Sexual assault, UN peacekeeping, and the Code Blue campaign: part 2

Read part one

Canada’s Response

On June 4, 2015, Canada’s Foreign Affairs Minister, the Honourable Rob Nicholson, issued a statement condemning in the “strongest terms all forms of sexual abuse and exploitation by UN peace operations.” The statement goes on to express outrage over the delay in UN investigations and to welcome the announcement of the UN efforts to address sexual abuse and exploitation.

While Canada presses the UN to “do more to prevent sexual exploitation and abuse and to fully investigate any allegations against UN peacekeepers and staff,” one cannot ignore the irony and shallowness of these statements. The statement focuses on negative action, rather than offering any assistance moving forward. However, at this point, it is questionable if Canada would even have the capability to assist with this process. Canada’s own military and RCMP are both currently facing public scrutiny as reports and lawsuits are exposing ‘toxic’ environments for women and members of the LGBT community.

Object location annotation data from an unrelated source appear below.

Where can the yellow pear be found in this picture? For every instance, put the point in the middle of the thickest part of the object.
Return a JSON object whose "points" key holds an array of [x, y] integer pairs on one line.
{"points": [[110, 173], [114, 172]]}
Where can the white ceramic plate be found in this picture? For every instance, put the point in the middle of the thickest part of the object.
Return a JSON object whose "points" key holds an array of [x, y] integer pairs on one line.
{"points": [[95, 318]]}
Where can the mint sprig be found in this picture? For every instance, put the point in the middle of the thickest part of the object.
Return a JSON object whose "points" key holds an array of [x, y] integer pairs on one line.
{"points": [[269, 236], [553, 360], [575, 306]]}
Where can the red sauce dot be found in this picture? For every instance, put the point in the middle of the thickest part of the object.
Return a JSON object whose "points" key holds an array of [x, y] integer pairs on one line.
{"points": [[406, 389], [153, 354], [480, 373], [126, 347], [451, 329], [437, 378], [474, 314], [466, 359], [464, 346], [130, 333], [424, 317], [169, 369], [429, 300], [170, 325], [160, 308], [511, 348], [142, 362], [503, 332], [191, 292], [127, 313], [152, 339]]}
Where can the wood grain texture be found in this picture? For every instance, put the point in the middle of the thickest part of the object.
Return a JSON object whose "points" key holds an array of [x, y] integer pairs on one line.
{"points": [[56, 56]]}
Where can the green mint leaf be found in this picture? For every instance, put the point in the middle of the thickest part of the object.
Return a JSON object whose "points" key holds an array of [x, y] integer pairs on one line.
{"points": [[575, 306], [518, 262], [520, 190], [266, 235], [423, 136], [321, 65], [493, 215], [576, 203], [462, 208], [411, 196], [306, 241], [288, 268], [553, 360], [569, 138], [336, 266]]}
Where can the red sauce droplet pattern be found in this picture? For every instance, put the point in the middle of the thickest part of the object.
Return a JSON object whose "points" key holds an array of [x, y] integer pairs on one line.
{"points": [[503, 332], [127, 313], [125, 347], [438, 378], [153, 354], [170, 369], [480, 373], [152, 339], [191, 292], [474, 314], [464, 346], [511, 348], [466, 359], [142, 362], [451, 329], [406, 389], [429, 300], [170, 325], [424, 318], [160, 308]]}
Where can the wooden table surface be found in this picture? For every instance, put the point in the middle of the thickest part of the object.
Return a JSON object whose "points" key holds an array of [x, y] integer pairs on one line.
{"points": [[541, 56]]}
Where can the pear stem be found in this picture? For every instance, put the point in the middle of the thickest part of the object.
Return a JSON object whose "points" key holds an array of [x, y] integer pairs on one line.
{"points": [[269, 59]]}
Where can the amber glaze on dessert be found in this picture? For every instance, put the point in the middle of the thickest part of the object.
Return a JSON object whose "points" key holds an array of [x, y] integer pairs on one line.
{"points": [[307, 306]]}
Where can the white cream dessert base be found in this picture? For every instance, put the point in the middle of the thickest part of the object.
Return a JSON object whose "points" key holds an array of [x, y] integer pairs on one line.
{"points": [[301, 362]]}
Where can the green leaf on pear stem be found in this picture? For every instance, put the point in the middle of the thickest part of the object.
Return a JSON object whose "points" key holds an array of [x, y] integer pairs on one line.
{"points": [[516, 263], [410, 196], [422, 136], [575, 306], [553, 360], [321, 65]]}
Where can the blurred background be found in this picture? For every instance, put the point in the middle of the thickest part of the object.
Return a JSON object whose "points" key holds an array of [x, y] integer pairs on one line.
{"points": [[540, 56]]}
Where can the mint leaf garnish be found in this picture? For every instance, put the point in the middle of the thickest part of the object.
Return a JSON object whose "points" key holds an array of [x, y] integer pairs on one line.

The Canadian government is quick to condemn other military and peacekeeping institutions for sexual abuse yet appears indifferent to the situation occurring at home. While there have been conversations with the media and in the House of Commons, Canada’s Minister of National Defence, the Honourable Jason Kenney, has not released any official statement on the damning Maclean’s exposé or on former Supreme Court justice Marie Deschamps’s report into sexual violence and harassment in the military. Although these reports classify highly inappropriate, sexualized behaviour as ‘endemic’, citizens and military personnel alike hear no direction forward from their government. Statements condemning “in the strongest terms all forms of sexual abuse” are not extended from our elected officials to our men and women in uniform. Instead, the Canadian government has passed this responsibility to a General who believes sexual assault continues because individuals are “biologically wired in a certain way”.

If Canada is indeed “among the strongest proponents of the UN’s zero-tolerance approach to sexual abuse and exploitation,” the government must put these words into action. Is offering condemning words with no way forward truly demonstrating our alliance with this approach? Are we looking at our own institutions through the same ‘zero-tolerance’ lens? Are we supporting survivors?

Through silence and indifference, both the UN and the Canadian government are guilty of protecting perpetrators of sexual violence and harassment. Echoing Theo Sowa’s words, this is devastating not only to individuals who look to these institutions for hope and for change, but also to those wearing the uniforms.